Eldad (37:31.874) You know what's more important? How do we make sure dashboards don't become the best thing that everyone does because everything else is just too expensive and just people go and say, let's just create a dashboard and run it for a few dollars and that's it.

Benjamin (37:47.982) Yeah. 20 years from now, we'll be sitting here again and Philip, you'll tell us about the graveyard of generative AI kind of products you've seen.

Eldad (37:55.938) I'm sorry.

Philip Zelitchenko (37:58.556) It's already being populated by bodies of things that are trying to be built. Every time I see an announcement of Microsoft or OpenAI, I basically see a whole industry just getting wiped. It's like a Marvel movie where basically someone...

Eldad (38:00.546) Who's?

Benjamin (38:03.598) It's filling up.

Eldad (38:05.634) of lost souls.

Eldad (38:18.306) It's crazy.

Philip Zelitchenko (38:25.5) snaps the fingers, and a third of the population disappears. But joking aside, I think in a similar sense, what will happen is that now there's this hype around what can generative AI do. And I think the Kruger effect, which I don't know if you guys heard of it, but you probably have, basically a very famous curve where there's the first hype, and then it goes down, and then it continues growing in a more, I would say, in a less steep way. And what happens in those areas, I think we're still on the first hype cycle where people are saying, what is your AI strategy? How are you going to solve world peace with AI? And all of the buzzwords around that. And I think soon enough, the tide will go down and we'll see who's swimming without any underwear.

These people walk out of the room and we'll stay with things that are really beneficial and help us do things better. So I think that would be the... Exactly. So and we're also...

Eldad (39:29.698) I don't want to compete. I don't want to compete with you guys on the data product on your domain. But I love, I love the, I love the attitude. Like really I love everyone who, every engineer who love what they did and love their peers and wake up every morning and love doing it. So thank you for.

Being an inspiration on that for sure. And there's the graveyard. Yes, there is that slide. And, and in our domain, it's changing actually much faster because there are no constraints. So yes, we might wake up in a few days, weeks or months. And that will be really a restart for, for, for data stack. And when that happened, it's good. That's what we do. But you're still in the data warehouse always, always we need a data warehouse.

Philip Zelitchenko (40:24.156) Yeah, no, I agree.

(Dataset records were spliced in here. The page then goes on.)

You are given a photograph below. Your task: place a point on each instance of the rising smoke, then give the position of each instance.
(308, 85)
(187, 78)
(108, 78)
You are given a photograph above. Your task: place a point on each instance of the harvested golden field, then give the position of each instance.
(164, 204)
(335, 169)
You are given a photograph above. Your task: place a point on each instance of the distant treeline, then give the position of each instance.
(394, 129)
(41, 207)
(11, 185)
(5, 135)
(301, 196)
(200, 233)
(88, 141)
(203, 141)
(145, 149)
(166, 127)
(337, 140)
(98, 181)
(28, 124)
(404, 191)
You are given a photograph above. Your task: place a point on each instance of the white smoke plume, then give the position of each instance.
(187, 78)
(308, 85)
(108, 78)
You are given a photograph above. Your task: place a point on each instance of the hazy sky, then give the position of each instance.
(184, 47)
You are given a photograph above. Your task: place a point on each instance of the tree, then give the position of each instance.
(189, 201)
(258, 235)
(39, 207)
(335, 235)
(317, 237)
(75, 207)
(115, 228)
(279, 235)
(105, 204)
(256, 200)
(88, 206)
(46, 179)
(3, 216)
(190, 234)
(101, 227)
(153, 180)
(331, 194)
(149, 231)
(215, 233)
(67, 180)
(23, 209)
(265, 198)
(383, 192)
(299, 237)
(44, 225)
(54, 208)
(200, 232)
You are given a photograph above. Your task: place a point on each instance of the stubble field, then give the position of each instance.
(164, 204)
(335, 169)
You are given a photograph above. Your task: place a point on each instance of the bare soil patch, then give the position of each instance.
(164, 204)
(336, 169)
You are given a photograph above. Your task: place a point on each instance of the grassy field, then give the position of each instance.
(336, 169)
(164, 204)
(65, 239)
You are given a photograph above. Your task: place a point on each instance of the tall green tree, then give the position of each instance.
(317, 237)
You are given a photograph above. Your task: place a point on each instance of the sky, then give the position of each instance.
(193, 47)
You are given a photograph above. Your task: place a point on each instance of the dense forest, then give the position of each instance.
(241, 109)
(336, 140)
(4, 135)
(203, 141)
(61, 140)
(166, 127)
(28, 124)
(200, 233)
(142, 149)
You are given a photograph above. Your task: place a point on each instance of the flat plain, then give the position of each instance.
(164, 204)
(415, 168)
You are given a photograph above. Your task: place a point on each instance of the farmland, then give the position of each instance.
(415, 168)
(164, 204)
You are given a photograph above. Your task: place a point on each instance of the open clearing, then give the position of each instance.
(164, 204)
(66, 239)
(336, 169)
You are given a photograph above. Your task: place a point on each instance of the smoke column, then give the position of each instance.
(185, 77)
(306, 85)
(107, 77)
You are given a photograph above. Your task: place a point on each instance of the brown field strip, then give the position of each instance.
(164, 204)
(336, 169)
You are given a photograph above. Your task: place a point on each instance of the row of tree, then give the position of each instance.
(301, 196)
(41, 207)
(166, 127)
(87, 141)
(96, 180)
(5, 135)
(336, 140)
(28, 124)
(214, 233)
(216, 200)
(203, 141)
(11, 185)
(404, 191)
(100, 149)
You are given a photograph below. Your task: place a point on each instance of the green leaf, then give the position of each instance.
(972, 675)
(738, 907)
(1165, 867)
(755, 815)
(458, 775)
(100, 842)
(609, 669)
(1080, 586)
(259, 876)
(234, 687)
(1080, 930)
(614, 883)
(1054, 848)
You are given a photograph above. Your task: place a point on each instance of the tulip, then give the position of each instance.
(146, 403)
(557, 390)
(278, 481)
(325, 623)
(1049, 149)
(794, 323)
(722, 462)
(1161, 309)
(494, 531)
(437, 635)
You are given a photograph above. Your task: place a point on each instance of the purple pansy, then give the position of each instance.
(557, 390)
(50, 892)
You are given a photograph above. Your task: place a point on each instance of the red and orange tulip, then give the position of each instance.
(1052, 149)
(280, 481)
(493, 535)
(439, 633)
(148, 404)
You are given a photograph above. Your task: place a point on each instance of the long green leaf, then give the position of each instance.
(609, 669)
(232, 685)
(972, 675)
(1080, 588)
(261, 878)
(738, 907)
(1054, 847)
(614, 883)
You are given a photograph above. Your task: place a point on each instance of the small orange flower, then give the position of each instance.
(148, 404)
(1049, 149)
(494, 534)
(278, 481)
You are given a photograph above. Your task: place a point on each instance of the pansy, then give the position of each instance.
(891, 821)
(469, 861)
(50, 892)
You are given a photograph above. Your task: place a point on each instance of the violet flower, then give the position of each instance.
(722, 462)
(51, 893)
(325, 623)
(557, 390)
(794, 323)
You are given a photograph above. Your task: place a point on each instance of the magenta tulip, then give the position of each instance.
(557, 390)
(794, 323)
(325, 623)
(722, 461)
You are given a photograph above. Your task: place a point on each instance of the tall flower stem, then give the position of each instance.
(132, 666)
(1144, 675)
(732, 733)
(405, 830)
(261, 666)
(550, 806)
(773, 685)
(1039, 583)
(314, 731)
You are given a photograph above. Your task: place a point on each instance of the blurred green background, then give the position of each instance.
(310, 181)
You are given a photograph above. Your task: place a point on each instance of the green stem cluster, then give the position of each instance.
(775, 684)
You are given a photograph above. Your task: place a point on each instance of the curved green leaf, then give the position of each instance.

Eldad (40:29.346) Other than that, I don't know. Other than that, I don't know.

Philip Zelitchenko (40:32.54) I agree 100%. And again, what I'm trying to say is that I'm not trying to aim for a world where there's no graveyard. The graveyard is important. I'm just saying that I think we currently don't measure how big the graveyard is or what is the ratio between people who are alive versus people who are dead. Like humanity is trying to improve life expectancy, lifespan, health span, and how we're doing things better. I think in the same way, we need to be more thoughtful about what we build.

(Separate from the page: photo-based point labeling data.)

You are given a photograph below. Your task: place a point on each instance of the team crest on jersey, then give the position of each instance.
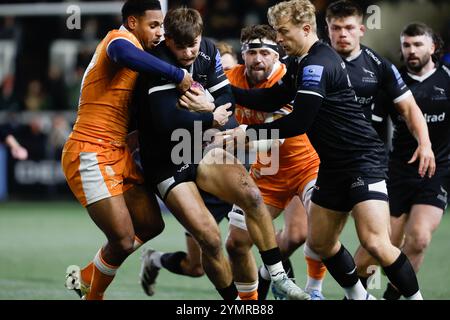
(398, 76)
(312, 75)
(439, 94)
(369, 76)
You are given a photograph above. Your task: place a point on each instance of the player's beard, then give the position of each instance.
(417, 65)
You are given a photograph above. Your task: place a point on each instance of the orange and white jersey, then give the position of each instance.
(238, 79)
(106, 92)
(294, 150)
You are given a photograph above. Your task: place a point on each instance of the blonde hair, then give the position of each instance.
(297, 11)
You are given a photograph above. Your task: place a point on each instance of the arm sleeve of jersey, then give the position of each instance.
(224, 95)
(3, 133)
(267, 99)
(216, 76)
(306, 107)
(393, 82)
(218, 84)
(312, 78)
(380, 115)
(128, 55)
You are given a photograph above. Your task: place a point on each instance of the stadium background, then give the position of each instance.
(42, 228)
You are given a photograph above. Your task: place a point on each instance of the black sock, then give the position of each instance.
(391, 293)
(363, 281)
(263, 286)
(401, 274)
(342, 267)
(271, 257)
(172, 261)
(229, 293)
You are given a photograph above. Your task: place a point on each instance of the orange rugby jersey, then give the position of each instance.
(293, 151)
(106, 91)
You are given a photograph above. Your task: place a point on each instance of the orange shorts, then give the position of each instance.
(95, 172)
(278, 190)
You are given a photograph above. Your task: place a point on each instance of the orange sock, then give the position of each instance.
(252, 295)
(86, 274)
(101, 278)
(247, 291)
(316, 269)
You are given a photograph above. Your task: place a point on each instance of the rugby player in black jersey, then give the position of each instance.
(217, 172)
(353, 168)
(417, 203)
(369, 73)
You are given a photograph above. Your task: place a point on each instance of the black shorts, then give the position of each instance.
(341, 192)
(218, 208)
(406, 191)
(179, 174)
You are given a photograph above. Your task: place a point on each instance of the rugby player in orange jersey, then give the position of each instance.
(96, 162)
(297, 172)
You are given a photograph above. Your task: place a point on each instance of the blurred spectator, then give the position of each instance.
(35, 97)
(228, 56)
(222, 21)
(446, 46)
(33, 139)
(57, 89)
(9, 28)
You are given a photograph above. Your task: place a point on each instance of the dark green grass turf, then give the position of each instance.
(39, 240)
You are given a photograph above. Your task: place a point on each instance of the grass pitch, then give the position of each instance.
(38, 240)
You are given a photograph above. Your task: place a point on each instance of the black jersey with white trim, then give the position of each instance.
(432, 93)
(341, 134)
(369, 72)
(337, 128)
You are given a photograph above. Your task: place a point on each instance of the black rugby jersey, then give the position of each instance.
(158, 115)
(338, 130)
(432, 93)
(369, 73)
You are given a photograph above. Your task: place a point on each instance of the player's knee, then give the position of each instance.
(375, 245)
(320, 246)
(124, 245)
(295, 240)
(196, 271)
(236, 246)
(210, 242)
(151, 230)
(418, 241)
(250, 199)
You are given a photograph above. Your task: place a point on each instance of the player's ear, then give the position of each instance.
(362, 29)
(132, 22)
(306, 29)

And how do we ensure that the ratio of things that go to the graveyard versus stay in live are being thought through? And the way to do it is to start understanding what exactly, what is in that graveyard and why is it there? How do we ensure to reduce the amount of things that go into the graveyard?

Benjamin (41:15.534) I think that was the most inspirational outro we ever had on this show, Philip. That was great. It was so good having you on today. Really, like I learned a lot. It was so good hearing your perspectives. Thanks a bunch. Any closing words from you other than your perfect words just now.

Philip Zelitchenko (41:38.268) No, just thank you again for hosting me. And again, I think as Eldad mentioned, which I want to echo, no one really knows what's right or wrong. We can be, we're almost around us. There's a lot of smart people. And I think remembering that and just coming open to conversation to hear other thoughts and argue and make sure the right decision are being made, I think that's the key for success of all of us. So yeah.

Benjamin (42:06.862) Thank you so much, Philip. Awesome. Cool.